Role of Reduced CeO2(110) Surface for CO2 Reduction to CO and Methanol

Density functional theory (DFT) calculations were performed to study the mechanism of carbon dioxide (CO2) reduction to carbon monoxide (CO) and methanol (CH3OH) on CeO2(110) surface. CO2 dissociates to CO on interacting with the oxygen vacancy on reduced ceria surface. The oxygen atom heals the vacancy site and regenerates the stoichiometric surface via a redox mechanism with intrinsic activation and reaction energies of 259.2 and 238.6 kJ/mol, respectively. Lateral interaction of oxygen vacancies were studied by the generation of two oxygen vacancies per unit of CeO2 surface. Compared to a single isolated vacancy, the activation and reaction energies of CO2 dissociation on a divacancy were approximately reduced to half of its value. Hydrogen atom coadsorbed on the surface was observed to assist CO2 dissociation by forming a carboxyl intermediate, CO2+H -> COOH (Delta E-act = 39.0 kJ/mol, Delta H = -69.2 kJ/mol) which on subsequent dissociation produces CO via the redox mechanism. On hydrogenation, CO is likely to produce methanol. The energetics of CO hydrogenation to produce methanol showed exothermic steps with activation barriers comparable to the DFT calculations reported for Cu (111) and CeO2x/Cu(111) interface.
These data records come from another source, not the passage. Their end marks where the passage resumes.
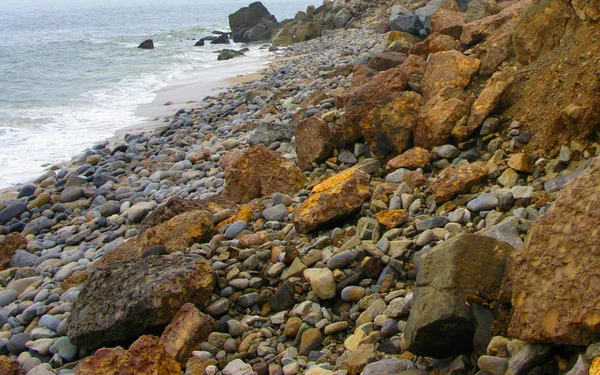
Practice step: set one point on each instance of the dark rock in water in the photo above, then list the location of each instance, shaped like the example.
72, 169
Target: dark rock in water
147, 44
122, 300
12, 211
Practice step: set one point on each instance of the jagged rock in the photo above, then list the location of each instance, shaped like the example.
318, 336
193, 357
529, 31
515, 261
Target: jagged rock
332, 199
186, 331
440, 115
457, 180
448, 69
121, 300
146, 356
440, 323
554, 276
387, 128
259, 172
177, 234
313, 142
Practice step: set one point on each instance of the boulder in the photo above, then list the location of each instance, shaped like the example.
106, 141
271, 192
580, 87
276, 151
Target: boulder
146, 356
177, 234
440, 115
313, 142
441, 322
555, 275
454, 181
122, 300
259, 172
186, 331
448, 69
332, 199
387, 129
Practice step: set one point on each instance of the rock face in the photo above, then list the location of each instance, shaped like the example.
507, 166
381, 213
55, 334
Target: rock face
555, 276
313, 142
259, 172
146, 355
121, 300
441, 324
177, 234
334, 198
245, 20
387, 129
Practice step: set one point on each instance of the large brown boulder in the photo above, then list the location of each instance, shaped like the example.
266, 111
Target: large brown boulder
121, 300
332, 199
146, 356
313, 142
441, 323
261, 172
556, 276
440, 115
448, 69
387, 128
177, 234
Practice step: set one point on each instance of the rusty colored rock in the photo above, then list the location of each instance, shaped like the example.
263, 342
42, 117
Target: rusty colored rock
391, 218
146, 356
332, 200
9, 244
485, 103
448, 69
412, 159
177, 234
261, 172
556, 274
121, 300
187, 330
387, 128
440, 115
455, 181
313, 142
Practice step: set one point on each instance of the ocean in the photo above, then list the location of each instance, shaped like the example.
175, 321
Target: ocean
71, 73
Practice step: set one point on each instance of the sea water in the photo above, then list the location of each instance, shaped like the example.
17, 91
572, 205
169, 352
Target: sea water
71, 73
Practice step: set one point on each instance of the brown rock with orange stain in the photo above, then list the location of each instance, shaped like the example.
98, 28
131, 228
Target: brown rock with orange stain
440, 115
146, 356
259, 172
556, 275
391, 218
484, 104
177, 234
387, 128
521, 162
333, 199
448, 69
8, 246
412, 159
187, 330
313, 142
455, 181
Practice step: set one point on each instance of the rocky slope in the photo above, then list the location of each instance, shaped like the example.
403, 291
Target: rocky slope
377, 203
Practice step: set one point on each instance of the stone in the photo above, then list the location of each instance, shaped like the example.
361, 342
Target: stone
414, 158
146, 355
448, 69
447, 275
454, 181
313, 142
321, 281
186, 331
177, 234
449, 108
559, 258
137, 295
248, 179
332, 199
387, 128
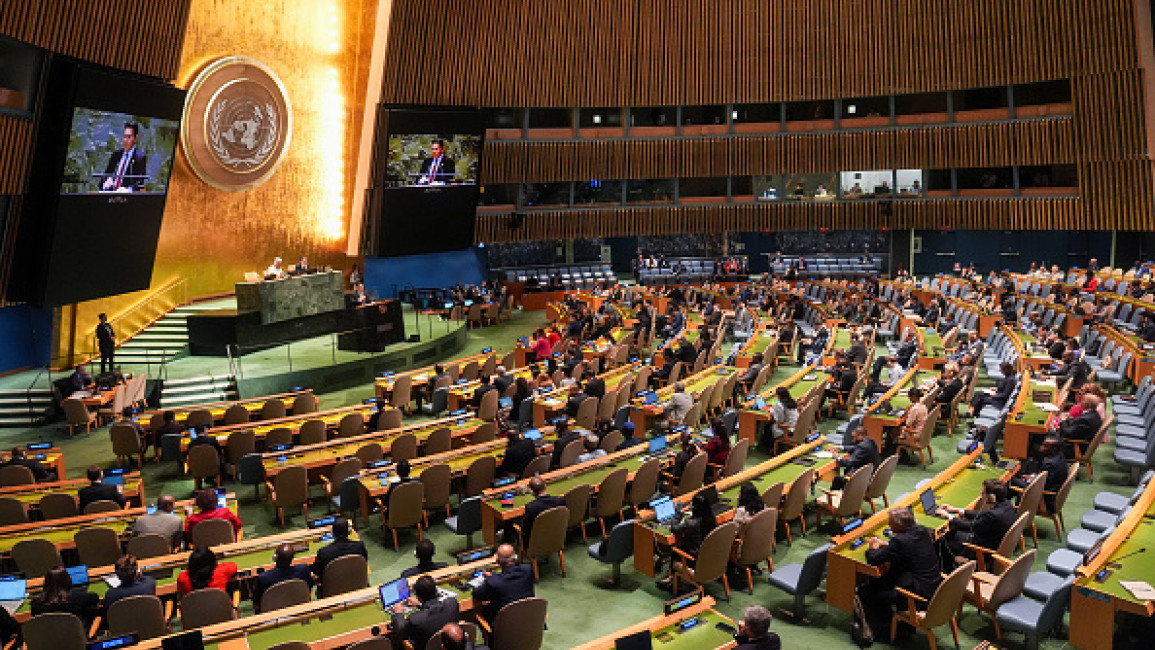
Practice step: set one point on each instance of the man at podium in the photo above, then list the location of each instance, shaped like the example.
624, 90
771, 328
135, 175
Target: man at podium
125, 170
438, 167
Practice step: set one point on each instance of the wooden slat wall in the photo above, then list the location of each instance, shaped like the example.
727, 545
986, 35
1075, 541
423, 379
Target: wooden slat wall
1011, 214
669, 52
966, 146
142, 37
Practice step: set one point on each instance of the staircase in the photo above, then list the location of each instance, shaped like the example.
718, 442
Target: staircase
162, 341
179, 393
23, 408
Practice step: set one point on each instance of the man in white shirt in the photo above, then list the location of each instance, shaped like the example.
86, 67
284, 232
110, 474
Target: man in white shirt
275, 270
679, 404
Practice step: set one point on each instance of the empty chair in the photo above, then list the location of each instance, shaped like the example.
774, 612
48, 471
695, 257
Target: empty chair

While on the stoichiometric surface, COOH dissociation COOH -> CO+OH (Delta E-act = 55.6 kJ/mol, Delta H = 5.7 kJ/mol) is likely to be difficult as compared to rest of the elementary steps, whereas on the reduced surface the energetics of the same step were significantly lowered (Delta E-act = 47.4 kJ/mol, Delta H = -80.4 kJ/mol). In comparison, hydrogenation of methoxy, H3CO+H -> H3COH, appears to be relatively difficult (Delta E-act = 58.7 kJ/mol) on the reduced surface.